Paintings of the sea
When I paint original oil paintings of the sea on canvas, as well as watercolour paintings of the sea, I have in mind the serenity and natural beauty of the coastal landscape before me. Including the free, expansive body of ocean stretching out to the horizon. All these elements include a wide spectrum of movements, from shimmering waves to the movement of the currents, the cycle of cloud forms and the changing of the weather.
These artworks can serve as visual focal points in our homes, offices and public spaces. Providing a contrast between the man-made environment and an artistic representation of the shore. Adding tranquility and serenity to the surroundings. They can bring the beauty of the ocean indoors, allowing viewers to maintain a connection to nature even in an urban environment.
Many individuals find solace and inspiration in the outdoors and original paintings can serve as a wonderful reminder of the seashore and its importance in our lives.
Why create original paintings of the sea?
The attraction of expressing water for someone, an artist, who grew up on the coast can be very strong. If you’ve ever moved away from a particular place you have a strong connection to, this may be familiar to you.
For me, when the sea is absent I start to feel something is missing. So, I’ve found it’s a subject I turn to first.
When making a painting of the sea, there is so much there to explore. Nearly every visit to the coast reveals an original arrangement of water, sand and sky. You also see the beach in different light each time. You notice the mood and configuration of the waves which suggest fresh compositions.
The light, textures and atmosphere of the coast and its landscape suit the creative medium of painting very well. Allowing the artist to interpret the seascape in different ways.
Over the years I've steadily tried to add originality to my seascapes. Some of these touches include minimalism, abstract colour, textures and gradients.
With visits to the same place, the interest for me is in exploring feelings from all the information I’ve experienced, and concretize these into an artwork.
It is great to be reminded of the shore and the feeling of space, the beautiful colours and movement on a grand scale.
We often give it a symbolic or metaphoric power when we think about it. The open beach vista may represent the vastness of the unknown, the ebb and flow of life, or the transformative power of nature. It can stir a range of emotions, from a relaxation and calm to feelings of awe and wonder. Importantly, it can offer a pictorial escape from the stresses of daily life.
The coast is a rich world of inspiration. It’s a subject I have to travel to and although I haven’t been surrounded by it all the time, it’s perhaps because of the its absence that it becomes especially meaningful when encountered again.
The perpetual changes and the fluid surfaces impart a quality of freshness. A new view to see and feel. The minimal, simple scape of sea, sky and land are so directly appealing. The patterns in the water and it's ever changing shapes underpinned by natural order still fascinate and surprise.
It also seem to hold many mysteries in its silent motion. Remaining a frontier where the human cannot look into the silent deep or exist easily, if at all.
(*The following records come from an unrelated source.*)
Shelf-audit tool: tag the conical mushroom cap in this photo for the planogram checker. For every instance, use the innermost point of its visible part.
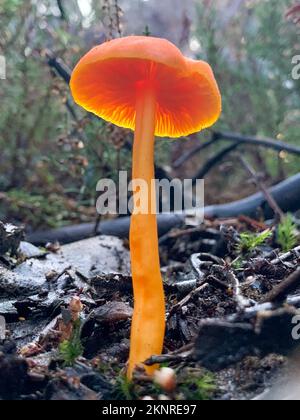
(105, 82)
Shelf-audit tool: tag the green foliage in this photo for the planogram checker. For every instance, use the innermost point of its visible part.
(286, 236)
(70, 350)
(251, 52)
(249, 241)
(199, 389)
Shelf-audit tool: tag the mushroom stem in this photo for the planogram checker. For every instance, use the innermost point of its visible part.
(148, 323)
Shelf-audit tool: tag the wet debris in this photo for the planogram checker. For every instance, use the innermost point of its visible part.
(258, 331)
(10, 238)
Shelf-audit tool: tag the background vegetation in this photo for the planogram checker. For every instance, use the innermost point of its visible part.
(52, 153)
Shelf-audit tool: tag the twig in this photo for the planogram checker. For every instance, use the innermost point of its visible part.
(286, 256)
(277, 145)
(281, 292)
(272, 203)
(213, 161)
(184, 356)
(241, 301)
(186, 300)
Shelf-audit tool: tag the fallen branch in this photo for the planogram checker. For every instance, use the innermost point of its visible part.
(213, 161)
(239, 139)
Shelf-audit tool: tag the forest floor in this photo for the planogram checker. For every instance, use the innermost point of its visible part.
(232, 290)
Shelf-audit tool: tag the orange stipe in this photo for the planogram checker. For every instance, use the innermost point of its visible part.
(147, 85)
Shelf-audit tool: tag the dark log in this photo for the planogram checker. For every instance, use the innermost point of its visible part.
(241, 140)
(118, 227)
(286, 194)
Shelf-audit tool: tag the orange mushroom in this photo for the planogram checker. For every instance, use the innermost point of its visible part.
(147, 85)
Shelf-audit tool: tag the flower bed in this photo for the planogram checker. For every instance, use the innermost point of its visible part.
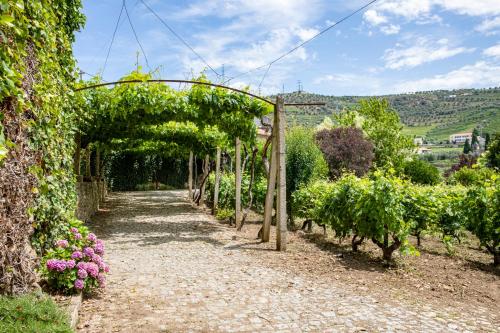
(76, 263)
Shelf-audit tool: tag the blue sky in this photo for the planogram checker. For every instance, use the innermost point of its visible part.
(394, 46)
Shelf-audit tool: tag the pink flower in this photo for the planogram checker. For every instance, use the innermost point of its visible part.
(101, 279)
(81, 265)
(82, 274)
(79, 284)
(88, 252)
(92, 269)
(56, 265)
(99, 247)
(62, 243)
(77, 255)
(92, 237)
(70, 263)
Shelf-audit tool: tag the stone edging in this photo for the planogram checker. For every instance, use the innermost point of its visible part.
(74, 308)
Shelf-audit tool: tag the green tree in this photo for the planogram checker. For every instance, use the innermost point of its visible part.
(383, 127)
(304, 162)
(467, 147)
(422, 172)
(493, 153)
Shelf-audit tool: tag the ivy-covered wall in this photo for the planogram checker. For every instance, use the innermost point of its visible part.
(38, 122)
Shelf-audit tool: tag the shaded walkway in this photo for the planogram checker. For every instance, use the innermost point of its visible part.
(174, 269)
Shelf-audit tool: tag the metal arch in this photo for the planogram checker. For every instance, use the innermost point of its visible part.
(199, 83)
(176, 81)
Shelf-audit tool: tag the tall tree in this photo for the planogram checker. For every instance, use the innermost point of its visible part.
(467, 147)
(346, 149)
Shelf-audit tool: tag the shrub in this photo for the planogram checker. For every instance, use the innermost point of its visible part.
(304, 162)
(346, 149)
(75, 263)
(380, 212)
(483, 215)
(421, 209)
(422, 172)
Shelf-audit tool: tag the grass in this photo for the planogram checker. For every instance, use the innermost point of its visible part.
(32, 313)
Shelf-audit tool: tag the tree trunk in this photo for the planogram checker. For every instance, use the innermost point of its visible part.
(356, 242)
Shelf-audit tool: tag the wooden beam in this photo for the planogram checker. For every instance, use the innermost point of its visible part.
(237, 209)
(281, 218)
(271, 186)
(206, 168)
(190, 176)
(217, 181)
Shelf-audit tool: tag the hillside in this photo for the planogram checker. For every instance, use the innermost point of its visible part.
(433, 114)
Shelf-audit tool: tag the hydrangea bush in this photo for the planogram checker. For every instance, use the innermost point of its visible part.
(76, 262)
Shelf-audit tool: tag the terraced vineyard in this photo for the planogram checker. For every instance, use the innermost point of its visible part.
(434, 114)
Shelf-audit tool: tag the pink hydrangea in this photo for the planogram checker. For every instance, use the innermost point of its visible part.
(88, 252)
(62, 243)
(56, 265)
(101, 279)
(70, 263)
(82, 274)
(77, 255)
(81, 265)
(92, 237)
(92, 269)
(79, 284)
(99, 247)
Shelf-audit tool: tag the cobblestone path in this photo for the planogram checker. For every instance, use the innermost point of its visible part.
(175, 269)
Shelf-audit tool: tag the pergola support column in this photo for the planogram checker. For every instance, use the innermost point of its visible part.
(190, 176)
(237, 209)
(281, 217)
(271, 186)
(217, 181)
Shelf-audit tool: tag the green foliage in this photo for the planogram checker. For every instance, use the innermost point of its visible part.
(470, 176)
(422, 172)
(37, 38)
(493, 153)
(483, 214)
(421, 209)
(467, 147)
(304, 160)
(382, 126)
(32, 313)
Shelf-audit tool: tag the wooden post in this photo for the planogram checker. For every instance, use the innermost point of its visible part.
(87, 162)
(78, 150)
(281, 219)
(271, 185)
(217, 181)
(237, 209)
(98, 163)
(206, 167)
(190, 176)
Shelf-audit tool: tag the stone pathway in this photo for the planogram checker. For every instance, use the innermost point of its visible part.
(175, 269)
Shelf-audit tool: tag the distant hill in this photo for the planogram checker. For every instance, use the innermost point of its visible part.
(434, 114)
It ignites artistic fascination in me, particularly when you are close to the tide, because it never sits still and is in constant motion, seemingly wild. Yet zoom out a bit and it is still definable as a blue rectangle against rectangles of sky.
I am attracted to this minimal structure, the compositional framework, almost as an architect of paint. I find myself taking pleasure in the construction of a composition before fulfilling, what I see as its content. I enjoy this perception and prefer a direct, simple, but meaningful method of painting. I reduce views to their essence and stop when I have painted what I wanted to share as clearly as I can.
The fluctuations in weather and sea conditions on each visit through the seasons develop kaleidoscopes of views ready to be noticed and implemented. These blueprints hint at the expressive potential for future paintings which explore the set of conditions and moods.
Often it’s the atmosphere that is noticeable to me and which spurns an original painting. Over the last few years, sunset or late light has made a lasting impression on me. I am drawn to these moments perhaps because they are quieter, calmer and I find more peace in them.
A painting embodies time and place. I also love the wide spaces available out on the sands and is another aspect I enjoy depicting it in my work and portraying its physical scale. By keeping to essential, minimal forms in a painting, the extra space created lets the eye rest and gives you the viewer space to ‘breathe’.
They also captures movement and for me, motion is often depicted through the speed of the brushstroke or groups of shapes painted in sequence, such as clouds or white waves.
One distinguishing feature of one my regular subjects, Lytham St Annes beach in Lancashire, is that it is so flat and often the tide is very far out. Sometimes in the summer it is so distant that I tend to view it from afar and so I notice less wave action. Often, it is the clouds which show it the most. Sometimes it is in the patterns in the sand.
Having a close connection to this subject, I am aware that the artistic results are mostly a reflection of myself. I feel the peace and calm I’ve experienced (or sometimes I would like to be able to experience) while looking out to the horizon is also worth sharing with you and others.
I hope it is a worthwhile pursuit showing these qualities in contemporary paintings of the sea available today.